Author: David Griffiths, Insurance By Ken Brown, Inc., email@example.com
This article appeared in the August, 2014 issue of Florida Pool Pro
The primary reason you or your company is required to add another party as an Additional Insured (AI) to your insurance or, conversely, that you may require another party to add you or your company as an AI to their insurance is to shift the burden of risk. What essentially happens is that the AI status extends coverage beyond the basic policy forms to the requestor. The one who receives the AI status from another also receives limited insurance coverage from the other.
Additional Insured is part of every risk transfer program. Risk transfer programs are used extensively to shift risk from one party to another. If you have signed a contract which requires special insurance endorsements or coverages named Additional Insured, Waiver of Subrogation, and/or Primary Non-contributory wording you have been a part of a risk transfer program.
Additional Insured status is crucial for many companies. While the construction industry springs to mind, other examples are numerous: for example, landlords are additional insureds on tenants’ policies, and distributors and retailers are additional insureds on manufacturers’ policies.
Please note that even if you receive AI status from another entity it does not replace the need for your own insurance. You still need to carry insurance in your name as well because the AI endorsement/coverage does not cover or respond in all instances and/or to all circumstances.
In general terms the additional insured form states:
Section II — Who Is An Insured is amended to include as an insured the person or organization shown in the Schedule, but only with respect to liability arising out of your ongoing operations performed for that insured.
Take the example of a landlord situation. If a guest (customer) slips and falls inside the building in the tenant space due to the negligence of the tenant chances are both the tenant and landlord will be named in a law suit should one be brought. If the cause of the slip or fall is exclusively the tenants fault and the tenant has listed the landlord as an Additional Insured the tenants insurance policy will defend and indemnify the landlord. In this way the AI designation has transferred the landlord risk to the tenant.
In the same example, let’s say the guest tripped due to the negligence of the landlord arising out of his maintenance (or lack of), and was his responsibility. In this case the AI status from a tenant would not apply for the benefit of the landlord and the building owner would have to seek coverage from his insurance company.
So, how does the Blanket Additional Insured form differ from the standard form. Quite simply, a critical trigger for the Blanket form to apply is that the requirement of Additional Insured status must be stated in a written, signed, and executed contract.

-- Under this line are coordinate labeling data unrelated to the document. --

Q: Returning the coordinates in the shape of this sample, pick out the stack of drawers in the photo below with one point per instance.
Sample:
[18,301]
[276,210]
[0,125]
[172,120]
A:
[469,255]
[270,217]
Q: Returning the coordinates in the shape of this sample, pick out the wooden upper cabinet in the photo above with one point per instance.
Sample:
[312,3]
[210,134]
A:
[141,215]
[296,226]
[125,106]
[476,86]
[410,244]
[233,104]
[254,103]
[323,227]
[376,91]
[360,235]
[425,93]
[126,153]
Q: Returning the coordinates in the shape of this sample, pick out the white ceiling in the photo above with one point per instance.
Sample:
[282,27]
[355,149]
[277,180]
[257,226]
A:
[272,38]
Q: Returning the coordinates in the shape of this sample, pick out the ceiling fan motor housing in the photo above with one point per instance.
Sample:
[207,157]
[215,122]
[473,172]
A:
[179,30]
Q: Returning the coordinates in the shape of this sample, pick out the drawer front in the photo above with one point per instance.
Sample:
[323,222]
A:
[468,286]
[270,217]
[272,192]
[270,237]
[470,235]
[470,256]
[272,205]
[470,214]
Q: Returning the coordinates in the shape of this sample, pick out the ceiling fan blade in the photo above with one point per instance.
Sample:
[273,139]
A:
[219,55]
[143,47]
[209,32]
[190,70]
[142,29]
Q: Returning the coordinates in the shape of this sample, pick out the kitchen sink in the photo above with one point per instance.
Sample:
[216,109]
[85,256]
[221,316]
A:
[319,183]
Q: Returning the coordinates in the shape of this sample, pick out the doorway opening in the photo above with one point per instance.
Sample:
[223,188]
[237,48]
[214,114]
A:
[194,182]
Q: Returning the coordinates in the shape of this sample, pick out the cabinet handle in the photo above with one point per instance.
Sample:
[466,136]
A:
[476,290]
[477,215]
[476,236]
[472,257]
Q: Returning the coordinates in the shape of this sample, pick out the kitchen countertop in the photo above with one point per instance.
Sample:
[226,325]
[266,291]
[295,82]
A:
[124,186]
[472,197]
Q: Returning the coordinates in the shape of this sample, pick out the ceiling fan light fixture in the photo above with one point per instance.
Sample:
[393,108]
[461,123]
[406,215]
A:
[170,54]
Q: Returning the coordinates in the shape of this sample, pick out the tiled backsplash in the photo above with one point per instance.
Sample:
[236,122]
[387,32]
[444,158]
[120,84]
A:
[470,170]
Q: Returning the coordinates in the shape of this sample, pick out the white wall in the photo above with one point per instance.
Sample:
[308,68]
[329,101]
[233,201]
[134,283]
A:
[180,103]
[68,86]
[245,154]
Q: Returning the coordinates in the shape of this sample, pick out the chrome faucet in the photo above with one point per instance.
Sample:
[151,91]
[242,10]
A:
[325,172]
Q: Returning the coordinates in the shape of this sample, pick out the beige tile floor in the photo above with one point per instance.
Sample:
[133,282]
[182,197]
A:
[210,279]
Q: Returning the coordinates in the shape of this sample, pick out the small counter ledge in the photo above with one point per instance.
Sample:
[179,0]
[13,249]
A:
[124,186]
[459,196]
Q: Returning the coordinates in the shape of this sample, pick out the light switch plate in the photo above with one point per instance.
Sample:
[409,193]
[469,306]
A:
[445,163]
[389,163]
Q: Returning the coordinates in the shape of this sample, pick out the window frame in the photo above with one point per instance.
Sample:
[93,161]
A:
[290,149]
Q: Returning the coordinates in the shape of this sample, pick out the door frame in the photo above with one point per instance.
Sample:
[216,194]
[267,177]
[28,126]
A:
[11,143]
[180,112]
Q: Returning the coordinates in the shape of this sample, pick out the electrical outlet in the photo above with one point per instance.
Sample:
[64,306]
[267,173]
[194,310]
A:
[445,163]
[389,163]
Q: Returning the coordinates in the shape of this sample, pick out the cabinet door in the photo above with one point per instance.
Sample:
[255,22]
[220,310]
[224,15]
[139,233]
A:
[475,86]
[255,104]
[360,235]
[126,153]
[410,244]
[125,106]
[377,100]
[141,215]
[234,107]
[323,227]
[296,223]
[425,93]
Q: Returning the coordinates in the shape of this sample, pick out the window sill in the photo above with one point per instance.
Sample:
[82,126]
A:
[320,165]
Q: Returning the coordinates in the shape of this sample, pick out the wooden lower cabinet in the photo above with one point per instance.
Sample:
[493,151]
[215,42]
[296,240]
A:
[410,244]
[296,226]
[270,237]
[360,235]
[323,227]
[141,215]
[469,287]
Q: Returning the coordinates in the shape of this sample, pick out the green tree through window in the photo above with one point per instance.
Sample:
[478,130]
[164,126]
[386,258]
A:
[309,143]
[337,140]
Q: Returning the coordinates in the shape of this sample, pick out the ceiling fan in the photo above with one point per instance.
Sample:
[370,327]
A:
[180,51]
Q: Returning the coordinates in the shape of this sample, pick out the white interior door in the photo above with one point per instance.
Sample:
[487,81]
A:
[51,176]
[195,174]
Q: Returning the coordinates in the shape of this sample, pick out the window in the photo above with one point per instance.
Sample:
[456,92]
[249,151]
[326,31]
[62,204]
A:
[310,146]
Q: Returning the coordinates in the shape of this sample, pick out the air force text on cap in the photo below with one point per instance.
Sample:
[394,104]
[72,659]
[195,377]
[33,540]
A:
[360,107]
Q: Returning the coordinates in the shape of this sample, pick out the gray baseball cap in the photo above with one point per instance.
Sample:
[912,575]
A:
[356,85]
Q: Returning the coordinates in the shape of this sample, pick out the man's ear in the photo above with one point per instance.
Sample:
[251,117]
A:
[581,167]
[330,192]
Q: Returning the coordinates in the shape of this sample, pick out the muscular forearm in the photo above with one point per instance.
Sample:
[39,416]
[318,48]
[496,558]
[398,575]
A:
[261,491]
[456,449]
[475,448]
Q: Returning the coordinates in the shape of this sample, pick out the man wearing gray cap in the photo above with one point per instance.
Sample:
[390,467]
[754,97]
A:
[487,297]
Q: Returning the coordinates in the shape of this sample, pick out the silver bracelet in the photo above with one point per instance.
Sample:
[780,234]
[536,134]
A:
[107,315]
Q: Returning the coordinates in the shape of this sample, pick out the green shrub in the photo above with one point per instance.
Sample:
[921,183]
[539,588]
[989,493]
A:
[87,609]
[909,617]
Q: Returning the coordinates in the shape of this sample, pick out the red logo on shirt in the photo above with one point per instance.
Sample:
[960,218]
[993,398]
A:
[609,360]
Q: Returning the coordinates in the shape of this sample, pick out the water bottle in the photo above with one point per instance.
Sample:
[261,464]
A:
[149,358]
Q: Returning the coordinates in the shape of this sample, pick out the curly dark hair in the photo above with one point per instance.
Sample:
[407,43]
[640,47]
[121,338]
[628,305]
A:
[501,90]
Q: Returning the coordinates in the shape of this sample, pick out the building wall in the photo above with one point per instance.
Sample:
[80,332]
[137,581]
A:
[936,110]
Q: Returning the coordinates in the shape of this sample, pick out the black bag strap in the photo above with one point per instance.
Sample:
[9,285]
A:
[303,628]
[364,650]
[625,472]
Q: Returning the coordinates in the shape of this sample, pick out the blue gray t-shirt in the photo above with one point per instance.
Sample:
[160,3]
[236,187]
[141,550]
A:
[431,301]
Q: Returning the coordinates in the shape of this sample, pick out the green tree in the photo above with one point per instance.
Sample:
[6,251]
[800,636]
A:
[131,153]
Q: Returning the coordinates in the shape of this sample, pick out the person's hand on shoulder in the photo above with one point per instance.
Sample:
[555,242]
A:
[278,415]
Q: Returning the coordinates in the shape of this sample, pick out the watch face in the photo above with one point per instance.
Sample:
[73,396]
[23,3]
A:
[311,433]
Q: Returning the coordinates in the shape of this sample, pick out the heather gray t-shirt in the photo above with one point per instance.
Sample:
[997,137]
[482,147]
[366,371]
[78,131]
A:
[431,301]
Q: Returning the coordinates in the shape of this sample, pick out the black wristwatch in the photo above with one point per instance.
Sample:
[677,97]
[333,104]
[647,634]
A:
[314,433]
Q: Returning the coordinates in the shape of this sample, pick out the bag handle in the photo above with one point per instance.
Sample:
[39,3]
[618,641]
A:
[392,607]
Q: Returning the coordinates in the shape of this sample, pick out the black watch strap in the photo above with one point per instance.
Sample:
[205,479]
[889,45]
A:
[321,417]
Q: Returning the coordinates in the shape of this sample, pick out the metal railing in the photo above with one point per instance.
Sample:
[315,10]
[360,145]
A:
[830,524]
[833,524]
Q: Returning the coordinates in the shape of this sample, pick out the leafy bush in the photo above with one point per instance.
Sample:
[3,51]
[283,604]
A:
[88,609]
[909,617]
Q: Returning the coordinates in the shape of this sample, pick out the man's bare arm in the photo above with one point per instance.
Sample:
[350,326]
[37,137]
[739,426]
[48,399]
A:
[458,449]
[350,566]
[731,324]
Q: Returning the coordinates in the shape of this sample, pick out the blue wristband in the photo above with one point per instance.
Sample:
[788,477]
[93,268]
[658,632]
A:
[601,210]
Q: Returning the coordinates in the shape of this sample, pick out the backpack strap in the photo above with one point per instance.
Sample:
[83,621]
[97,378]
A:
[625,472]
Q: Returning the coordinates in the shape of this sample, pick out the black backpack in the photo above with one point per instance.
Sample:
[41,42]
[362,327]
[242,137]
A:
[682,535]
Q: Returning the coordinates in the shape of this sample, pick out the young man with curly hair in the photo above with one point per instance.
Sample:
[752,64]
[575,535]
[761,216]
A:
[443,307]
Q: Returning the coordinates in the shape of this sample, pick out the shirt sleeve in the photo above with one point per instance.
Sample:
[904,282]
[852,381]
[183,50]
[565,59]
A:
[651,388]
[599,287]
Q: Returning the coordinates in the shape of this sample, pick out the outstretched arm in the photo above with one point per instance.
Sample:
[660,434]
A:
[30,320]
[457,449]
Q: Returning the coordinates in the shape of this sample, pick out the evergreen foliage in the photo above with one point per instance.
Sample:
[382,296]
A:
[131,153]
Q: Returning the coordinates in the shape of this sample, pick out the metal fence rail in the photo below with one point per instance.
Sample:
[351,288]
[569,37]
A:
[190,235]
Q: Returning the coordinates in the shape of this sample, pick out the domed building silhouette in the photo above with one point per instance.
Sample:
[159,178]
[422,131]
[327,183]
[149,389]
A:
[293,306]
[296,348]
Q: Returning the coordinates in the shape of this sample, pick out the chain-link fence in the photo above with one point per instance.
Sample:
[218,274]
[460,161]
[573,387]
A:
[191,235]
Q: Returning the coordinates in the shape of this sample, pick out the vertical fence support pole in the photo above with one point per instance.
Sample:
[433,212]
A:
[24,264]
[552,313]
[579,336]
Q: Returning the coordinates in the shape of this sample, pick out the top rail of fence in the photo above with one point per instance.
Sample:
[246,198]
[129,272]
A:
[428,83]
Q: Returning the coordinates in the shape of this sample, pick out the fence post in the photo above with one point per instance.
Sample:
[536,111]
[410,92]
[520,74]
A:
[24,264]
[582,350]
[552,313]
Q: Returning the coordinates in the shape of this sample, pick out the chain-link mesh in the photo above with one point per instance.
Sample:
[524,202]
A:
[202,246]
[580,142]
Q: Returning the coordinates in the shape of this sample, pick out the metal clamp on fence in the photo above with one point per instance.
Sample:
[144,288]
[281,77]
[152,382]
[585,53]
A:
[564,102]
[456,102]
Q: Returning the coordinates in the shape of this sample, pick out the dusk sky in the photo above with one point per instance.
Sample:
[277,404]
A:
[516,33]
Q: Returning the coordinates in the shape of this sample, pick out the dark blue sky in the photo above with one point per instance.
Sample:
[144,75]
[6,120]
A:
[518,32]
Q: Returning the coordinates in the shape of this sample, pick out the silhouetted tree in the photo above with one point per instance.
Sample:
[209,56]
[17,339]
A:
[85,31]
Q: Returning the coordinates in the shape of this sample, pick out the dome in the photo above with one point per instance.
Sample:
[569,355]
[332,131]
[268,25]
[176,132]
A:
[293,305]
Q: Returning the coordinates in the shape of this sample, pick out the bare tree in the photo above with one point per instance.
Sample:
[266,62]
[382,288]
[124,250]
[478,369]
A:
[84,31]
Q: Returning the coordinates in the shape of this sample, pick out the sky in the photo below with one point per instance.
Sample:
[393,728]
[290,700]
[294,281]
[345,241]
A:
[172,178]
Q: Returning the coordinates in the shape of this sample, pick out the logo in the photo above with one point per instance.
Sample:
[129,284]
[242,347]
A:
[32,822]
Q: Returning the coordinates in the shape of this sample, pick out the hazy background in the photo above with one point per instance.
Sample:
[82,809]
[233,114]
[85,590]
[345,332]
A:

In fact that same requirement applies to Waiver of Subrogation. As long as it is mandated in a contract the coverage will extend, assuming you have added that to your insurance program.
The advantages of the Blanket AI form are that you avoid multiple endorsements (and charges) to your insurance policy during the year. Also it is generally very cost advantageous because for a flat premium the endorsement allows for literally an unlimited number of contracts requiring AI status to your insurance.
Neither AI form nor Waiver of Subrogation extends to another entity automatically. All require the mandate of a written contract. Further, none are necessary to your insurance program unless required.
In closing, we recommend that you review every contract before signing it, preferably with legal counsel. We also encourage our clients to share a copy of the insurance requirements of any contract with us prior to execution so that we may ensure current coverage is in compliance or advise where it is not and offer options to comply.